I sort of take the contrary view. I think 24 hour news coverage is inherently bad and cannot ever be good, because it doesn't give anchors enough time to react and analyse events, or viewers to digest and critically examine what they have watched. There are many examples like this, where the form itself is actually the problem even without any specifically malicious use.
You would say the shape of fast response news is malicious. I disagree. I think speed for accuracy is a tradeoff. There is a benefit to having fast response news. I don't have the patience to learn all of the psychological models necessary to substantiate this claim, but I do know people are more more motivated to take action by events that happen closer in time. Some details in breaking news will be wrong, but you wouldn't want to wait a week to learn about a school shooting or the stopping of all international travel.
Fast response news and 24 hours news are different things. "Fast response" also covers things like Twitter, which, while rife with its own problems, is at least theoretically capable of giving you an immediate, succinct news bulletin and then shutting up.

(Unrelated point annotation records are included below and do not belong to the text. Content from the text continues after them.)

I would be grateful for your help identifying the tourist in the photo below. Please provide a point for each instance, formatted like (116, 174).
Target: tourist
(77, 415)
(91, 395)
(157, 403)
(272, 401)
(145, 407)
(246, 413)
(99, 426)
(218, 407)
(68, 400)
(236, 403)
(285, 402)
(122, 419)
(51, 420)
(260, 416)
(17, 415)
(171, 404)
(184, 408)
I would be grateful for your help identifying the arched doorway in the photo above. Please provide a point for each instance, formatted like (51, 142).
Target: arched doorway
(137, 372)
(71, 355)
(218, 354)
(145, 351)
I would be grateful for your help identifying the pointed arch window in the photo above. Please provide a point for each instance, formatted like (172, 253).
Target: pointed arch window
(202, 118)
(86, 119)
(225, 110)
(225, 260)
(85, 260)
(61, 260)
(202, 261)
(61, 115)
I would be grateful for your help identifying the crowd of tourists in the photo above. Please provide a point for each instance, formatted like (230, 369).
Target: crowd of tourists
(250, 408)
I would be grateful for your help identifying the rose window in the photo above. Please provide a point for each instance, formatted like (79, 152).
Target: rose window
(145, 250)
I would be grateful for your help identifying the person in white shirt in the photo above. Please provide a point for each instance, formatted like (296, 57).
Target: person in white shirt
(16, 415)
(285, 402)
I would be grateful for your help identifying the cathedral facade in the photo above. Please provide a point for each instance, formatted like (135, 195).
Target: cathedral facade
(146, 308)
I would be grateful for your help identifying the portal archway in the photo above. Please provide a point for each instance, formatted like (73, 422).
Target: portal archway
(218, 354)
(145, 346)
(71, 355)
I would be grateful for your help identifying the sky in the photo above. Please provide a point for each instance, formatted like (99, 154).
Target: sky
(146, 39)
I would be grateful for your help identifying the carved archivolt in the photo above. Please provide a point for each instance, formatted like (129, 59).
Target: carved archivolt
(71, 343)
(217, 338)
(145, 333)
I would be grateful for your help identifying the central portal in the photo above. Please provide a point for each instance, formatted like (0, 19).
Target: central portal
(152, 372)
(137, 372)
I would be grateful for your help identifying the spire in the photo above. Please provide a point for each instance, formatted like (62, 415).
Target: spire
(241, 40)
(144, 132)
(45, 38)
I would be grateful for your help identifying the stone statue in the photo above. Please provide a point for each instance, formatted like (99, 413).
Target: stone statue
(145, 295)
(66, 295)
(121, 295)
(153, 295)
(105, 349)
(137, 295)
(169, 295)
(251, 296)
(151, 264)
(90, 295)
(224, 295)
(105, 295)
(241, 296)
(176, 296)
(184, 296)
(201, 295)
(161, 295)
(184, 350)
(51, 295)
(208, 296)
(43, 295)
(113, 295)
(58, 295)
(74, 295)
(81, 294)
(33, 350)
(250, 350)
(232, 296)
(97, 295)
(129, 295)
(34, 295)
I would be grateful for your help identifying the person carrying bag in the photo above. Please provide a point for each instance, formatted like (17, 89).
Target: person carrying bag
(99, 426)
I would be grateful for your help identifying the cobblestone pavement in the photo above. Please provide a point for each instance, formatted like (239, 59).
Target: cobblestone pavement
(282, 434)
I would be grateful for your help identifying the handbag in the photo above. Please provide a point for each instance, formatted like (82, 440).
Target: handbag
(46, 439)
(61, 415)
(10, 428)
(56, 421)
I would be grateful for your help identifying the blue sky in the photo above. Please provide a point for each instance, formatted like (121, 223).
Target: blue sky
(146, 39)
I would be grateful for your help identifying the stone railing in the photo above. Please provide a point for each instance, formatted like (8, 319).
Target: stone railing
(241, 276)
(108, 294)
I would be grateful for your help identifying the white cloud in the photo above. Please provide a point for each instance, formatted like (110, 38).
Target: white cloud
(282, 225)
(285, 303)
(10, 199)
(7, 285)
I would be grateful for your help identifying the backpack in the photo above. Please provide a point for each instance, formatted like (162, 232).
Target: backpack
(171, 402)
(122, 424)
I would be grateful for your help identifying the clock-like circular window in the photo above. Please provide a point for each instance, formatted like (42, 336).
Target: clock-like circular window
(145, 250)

24 hour news stations can't do this. They have to blather and overanalyze rumors and twist words and sometimes lie because they need people to watch all the time, even when nothing is happening. Plus, since they are so mass-market focused (they have to be because of the revenue demands of the medium), any in-depth analysis is off-limits. Thus, viewers come away with surface-level, emotionally-charged and largely inaccurate ideas--flaws which are inherent to the system.